The in vivo activation of JNK1 by pyruvate occurred with an approximately sixfold rise in serum pyruvate levels. Although this represents a significant rise in pyruvate levels, recent evidence suggests that vigorous exercise can produce a similar three- to fivefold elevation in human subjects (12
). Similarly, in preliminary studies in our laboratory, pyruvate levels rose approximately threefold 1 h after eating a large slice of chocolate cake (unpublished observations). As such, the activation of JNK1 by pyruvate occurs at apparently high but physiologically achievable doses of serum pyruvate.

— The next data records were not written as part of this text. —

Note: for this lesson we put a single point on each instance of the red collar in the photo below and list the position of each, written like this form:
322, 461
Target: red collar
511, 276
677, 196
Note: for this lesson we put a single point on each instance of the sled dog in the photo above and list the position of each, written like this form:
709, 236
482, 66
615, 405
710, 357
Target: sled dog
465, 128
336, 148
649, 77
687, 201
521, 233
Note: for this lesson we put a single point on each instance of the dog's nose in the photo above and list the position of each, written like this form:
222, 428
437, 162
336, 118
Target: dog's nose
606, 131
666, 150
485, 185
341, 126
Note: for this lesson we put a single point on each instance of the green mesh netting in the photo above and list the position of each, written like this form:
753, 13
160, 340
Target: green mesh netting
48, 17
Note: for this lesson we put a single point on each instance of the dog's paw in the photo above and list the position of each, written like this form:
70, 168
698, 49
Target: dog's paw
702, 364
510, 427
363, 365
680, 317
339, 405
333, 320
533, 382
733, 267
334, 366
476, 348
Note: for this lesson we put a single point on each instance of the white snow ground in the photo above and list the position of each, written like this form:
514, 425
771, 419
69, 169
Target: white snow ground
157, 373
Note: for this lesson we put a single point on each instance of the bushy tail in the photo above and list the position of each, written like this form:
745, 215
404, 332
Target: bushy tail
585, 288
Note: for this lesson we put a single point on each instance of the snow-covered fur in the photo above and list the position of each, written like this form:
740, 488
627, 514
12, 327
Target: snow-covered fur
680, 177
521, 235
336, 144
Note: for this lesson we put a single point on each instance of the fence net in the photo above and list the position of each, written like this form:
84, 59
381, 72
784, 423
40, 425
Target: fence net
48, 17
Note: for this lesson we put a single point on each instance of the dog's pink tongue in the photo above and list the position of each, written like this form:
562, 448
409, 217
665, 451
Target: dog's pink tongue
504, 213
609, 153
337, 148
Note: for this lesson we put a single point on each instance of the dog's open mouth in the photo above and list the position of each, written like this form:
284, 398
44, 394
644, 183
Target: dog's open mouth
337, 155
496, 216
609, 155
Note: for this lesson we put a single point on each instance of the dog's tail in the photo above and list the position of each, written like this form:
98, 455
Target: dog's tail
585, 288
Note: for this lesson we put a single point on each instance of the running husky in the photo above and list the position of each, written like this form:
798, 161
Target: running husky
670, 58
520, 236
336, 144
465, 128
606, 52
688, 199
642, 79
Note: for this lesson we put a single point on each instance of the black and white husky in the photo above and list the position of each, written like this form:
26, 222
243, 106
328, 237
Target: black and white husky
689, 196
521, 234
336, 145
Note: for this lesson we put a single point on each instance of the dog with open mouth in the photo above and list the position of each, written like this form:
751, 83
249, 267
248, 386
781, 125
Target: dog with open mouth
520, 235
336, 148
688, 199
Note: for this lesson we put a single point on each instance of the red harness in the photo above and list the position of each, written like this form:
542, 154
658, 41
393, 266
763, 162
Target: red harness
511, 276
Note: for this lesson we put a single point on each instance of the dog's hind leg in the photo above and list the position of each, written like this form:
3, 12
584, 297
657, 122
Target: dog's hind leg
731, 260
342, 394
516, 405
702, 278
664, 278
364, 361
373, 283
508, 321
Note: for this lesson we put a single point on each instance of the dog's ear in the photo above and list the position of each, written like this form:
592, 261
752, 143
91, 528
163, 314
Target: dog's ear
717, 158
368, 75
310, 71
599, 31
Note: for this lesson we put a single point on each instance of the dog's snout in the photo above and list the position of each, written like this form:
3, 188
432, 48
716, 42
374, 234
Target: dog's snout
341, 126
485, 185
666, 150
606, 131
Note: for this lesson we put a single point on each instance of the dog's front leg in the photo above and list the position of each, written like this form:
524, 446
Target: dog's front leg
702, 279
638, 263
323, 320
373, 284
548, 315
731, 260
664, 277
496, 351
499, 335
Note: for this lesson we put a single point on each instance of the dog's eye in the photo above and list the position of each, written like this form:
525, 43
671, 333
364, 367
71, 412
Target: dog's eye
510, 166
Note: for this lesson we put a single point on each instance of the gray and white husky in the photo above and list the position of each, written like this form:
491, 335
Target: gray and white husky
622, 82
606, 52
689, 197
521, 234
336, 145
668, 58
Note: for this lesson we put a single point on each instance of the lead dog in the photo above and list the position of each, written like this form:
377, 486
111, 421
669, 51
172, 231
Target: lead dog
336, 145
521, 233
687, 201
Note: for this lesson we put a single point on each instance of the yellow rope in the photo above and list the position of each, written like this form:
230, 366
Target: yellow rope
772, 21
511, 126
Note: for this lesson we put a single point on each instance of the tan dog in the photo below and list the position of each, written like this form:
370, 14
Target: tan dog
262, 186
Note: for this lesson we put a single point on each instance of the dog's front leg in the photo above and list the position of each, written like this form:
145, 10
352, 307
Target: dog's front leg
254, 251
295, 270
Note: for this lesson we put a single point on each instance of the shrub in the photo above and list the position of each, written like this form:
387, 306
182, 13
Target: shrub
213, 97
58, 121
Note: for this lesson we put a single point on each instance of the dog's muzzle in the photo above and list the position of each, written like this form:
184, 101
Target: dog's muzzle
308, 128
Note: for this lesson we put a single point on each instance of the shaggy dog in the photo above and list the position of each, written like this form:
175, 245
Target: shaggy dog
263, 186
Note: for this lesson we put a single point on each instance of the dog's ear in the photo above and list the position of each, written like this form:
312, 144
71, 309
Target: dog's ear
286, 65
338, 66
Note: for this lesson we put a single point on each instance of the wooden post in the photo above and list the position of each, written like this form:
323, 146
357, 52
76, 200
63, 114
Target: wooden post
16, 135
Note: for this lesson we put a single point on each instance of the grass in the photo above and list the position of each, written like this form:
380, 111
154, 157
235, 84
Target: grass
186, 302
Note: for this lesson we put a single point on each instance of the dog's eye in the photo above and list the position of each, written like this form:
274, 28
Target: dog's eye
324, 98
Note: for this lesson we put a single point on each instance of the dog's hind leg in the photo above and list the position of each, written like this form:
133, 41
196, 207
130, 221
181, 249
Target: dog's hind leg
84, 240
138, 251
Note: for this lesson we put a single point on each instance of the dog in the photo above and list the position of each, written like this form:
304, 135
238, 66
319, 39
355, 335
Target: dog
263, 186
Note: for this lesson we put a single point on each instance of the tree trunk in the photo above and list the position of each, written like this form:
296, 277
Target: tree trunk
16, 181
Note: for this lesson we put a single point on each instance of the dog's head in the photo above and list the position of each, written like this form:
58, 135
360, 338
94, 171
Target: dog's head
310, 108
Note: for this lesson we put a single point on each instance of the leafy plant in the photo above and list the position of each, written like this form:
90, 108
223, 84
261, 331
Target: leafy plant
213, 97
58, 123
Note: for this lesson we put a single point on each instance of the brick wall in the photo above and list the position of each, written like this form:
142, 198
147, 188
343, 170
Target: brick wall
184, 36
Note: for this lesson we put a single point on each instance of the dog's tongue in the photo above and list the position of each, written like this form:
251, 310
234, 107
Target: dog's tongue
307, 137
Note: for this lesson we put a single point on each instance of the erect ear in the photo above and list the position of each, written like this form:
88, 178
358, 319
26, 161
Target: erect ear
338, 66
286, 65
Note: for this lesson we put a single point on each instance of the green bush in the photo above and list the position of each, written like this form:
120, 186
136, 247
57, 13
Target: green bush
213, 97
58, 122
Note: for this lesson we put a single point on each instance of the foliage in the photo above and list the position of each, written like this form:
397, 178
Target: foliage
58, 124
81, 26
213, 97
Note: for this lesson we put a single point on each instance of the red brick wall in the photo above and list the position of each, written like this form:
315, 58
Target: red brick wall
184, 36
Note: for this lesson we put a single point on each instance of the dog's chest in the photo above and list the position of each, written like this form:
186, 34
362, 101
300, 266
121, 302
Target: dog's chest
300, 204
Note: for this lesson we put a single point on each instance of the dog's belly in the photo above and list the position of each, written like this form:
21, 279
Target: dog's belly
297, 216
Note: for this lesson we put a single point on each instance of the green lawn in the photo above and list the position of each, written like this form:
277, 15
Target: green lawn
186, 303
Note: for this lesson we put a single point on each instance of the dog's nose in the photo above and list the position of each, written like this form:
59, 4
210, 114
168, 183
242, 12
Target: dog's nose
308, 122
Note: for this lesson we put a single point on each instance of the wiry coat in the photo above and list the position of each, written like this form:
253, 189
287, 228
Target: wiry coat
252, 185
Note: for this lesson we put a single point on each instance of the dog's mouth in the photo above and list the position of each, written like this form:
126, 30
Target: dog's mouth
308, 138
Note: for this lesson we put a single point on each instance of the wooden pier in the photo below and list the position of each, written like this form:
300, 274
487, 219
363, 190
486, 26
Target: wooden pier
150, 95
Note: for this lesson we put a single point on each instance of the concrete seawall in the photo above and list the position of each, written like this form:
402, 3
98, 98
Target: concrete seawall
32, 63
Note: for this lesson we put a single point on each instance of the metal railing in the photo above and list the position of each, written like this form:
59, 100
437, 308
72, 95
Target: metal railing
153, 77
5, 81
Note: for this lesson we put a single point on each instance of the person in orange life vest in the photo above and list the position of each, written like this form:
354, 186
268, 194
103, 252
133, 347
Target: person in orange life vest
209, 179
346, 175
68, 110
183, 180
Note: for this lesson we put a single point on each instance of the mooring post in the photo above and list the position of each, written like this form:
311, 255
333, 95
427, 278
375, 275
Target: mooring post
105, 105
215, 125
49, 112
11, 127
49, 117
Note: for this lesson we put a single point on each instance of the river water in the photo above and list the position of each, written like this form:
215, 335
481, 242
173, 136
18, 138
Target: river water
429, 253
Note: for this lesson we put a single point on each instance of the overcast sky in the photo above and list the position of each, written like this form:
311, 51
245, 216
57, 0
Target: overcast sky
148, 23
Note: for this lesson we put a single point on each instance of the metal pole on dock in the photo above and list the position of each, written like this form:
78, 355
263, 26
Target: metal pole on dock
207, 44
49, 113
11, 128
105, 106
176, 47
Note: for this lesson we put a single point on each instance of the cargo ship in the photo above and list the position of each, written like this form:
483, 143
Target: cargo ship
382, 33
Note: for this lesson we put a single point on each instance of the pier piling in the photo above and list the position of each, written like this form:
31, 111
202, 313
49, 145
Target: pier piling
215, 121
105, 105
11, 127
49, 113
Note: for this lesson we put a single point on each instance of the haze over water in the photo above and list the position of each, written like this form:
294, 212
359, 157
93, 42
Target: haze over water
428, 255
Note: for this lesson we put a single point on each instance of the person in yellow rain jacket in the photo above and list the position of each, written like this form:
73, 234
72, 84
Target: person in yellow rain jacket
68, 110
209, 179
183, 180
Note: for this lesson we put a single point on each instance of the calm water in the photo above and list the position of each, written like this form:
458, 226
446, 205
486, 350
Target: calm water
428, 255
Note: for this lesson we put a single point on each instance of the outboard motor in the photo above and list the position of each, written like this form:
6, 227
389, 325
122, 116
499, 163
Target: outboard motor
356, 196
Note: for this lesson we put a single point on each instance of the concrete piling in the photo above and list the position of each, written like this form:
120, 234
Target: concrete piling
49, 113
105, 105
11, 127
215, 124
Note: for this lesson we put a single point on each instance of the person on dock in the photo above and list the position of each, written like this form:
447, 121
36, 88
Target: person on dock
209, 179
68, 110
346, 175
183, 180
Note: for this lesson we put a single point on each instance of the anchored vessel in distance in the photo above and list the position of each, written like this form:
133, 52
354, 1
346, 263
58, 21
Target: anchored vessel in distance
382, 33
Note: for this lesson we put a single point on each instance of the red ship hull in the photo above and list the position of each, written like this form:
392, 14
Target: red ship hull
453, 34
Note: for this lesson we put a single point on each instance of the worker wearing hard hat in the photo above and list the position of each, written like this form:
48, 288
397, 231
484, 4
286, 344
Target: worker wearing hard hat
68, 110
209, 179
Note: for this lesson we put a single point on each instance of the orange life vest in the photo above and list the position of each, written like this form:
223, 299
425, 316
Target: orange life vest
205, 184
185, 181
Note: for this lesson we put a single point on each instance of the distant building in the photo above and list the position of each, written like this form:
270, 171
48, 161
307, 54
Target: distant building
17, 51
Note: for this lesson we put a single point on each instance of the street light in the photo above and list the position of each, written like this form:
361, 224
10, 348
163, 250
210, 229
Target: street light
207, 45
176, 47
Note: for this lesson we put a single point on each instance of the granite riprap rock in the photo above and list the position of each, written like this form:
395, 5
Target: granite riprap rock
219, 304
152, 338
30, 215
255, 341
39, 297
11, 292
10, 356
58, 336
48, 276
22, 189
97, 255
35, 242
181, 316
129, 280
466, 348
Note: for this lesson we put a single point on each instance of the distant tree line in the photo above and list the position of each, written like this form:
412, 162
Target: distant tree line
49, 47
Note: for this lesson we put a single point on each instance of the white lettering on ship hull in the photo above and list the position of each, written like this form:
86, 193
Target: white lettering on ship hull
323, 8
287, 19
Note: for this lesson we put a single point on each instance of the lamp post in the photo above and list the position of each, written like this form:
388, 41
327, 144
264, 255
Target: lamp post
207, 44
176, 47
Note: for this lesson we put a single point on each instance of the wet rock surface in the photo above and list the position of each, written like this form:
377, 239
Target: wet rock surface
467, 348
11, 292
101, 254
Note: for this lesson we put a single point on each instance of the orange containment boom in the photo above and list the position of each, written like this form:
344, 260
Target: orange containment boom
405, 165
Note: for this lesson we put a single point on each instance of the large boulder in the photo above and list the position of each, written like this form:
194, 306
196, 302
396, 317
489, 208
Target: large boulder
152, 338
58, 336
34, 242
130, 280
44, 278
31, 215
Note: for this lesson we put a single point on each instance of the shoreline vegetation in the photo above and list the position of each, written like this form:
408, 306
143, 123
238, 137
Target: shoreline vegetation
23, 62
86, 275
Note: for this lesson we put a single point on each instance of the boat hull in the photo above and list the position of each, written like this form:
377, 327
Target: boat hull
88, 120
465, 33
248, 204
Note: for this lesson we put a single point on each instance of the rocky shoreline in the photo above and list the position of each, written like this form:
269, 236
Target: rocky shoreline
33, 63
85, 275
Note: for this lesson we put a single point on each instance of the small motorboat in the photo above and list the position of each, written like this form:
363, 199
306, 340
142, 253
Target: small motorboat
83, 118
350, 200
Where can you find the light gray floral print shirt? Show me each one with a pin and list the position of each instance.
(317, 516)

In the process of review of the manuscript, a report appeared suggesting that the increase in mitochondrial ROS induced by elevated glucose levels may contribute to many of the pathological changes observed in diabetes (29
). In particular, elevated mitochondrial ROS appeared to contribute to glucose-stimulated activation of protein kinase C, sorbitol accumulation, and the activation of NF-κB. Inhibition of each of these pathways appears in previous animal studies to provide benefits from some of the complications of diabetes. Given these recent results as well as the data presented here, it is tempting to speculate that the homeostatic regulation provided by mitochondrial oxidants may be perturbed in certain disease states such as diabetes. Under these conditions the normal negative feedback provided by mitochondrial oxidants may not be present or as robust. In this setting, high levels of metabolic substrate such as glucose or pyruvate would not be appropriately channeled into glycogen. Consistent with this notion, glycogen synthesis activity is known to be impaired in type II diabetics (18
). Direct scavenging of mitochondrial oxidants or augmenting the activation of JNK1 may therefore be one strategy to prevent these perturbations. In this regard, the compound RO 31-8220 has been recently shown to activate JNK and increase cellular glycogen synthase activity (34
). Interestingly, preliminary evidence suggests that in vivo administration of this compound appears to reverse some of the metabolic abnormalities seen in the type II diabetic Goto-Kakizaki rats (34
A growing body of literature suggests that oxidants function as signaling molecules (14
). Many ligands appear to stimulate cytosolic oxidant production, and this ligand-activated change in oxidant production appears to affect a variety of downstream pathways. In contrast to the growing appreciation that oxidants generated in the cytosol contribute to signaling pathways, the continuous release of mitochondrial oxidants has been generally regarded solely as a deleterious byproduct of aerobic metabolism. Nonetheless, oxidants are also employed as signaling molecules in plants (2
), suggesting that this represents an evolutionarily conserved method of signal transduction. The ancient incorporation of mitochondria into eukaryotic cells undoubtably required that the cell cytosol coordinate metabolite flow and metabolic rates with these newly acquired energy-producing organelles. Our results suggest that one means by which the mitochondria and the cytoplasm communicate is by the release of the small diffusible molecule hydrogen peroxide.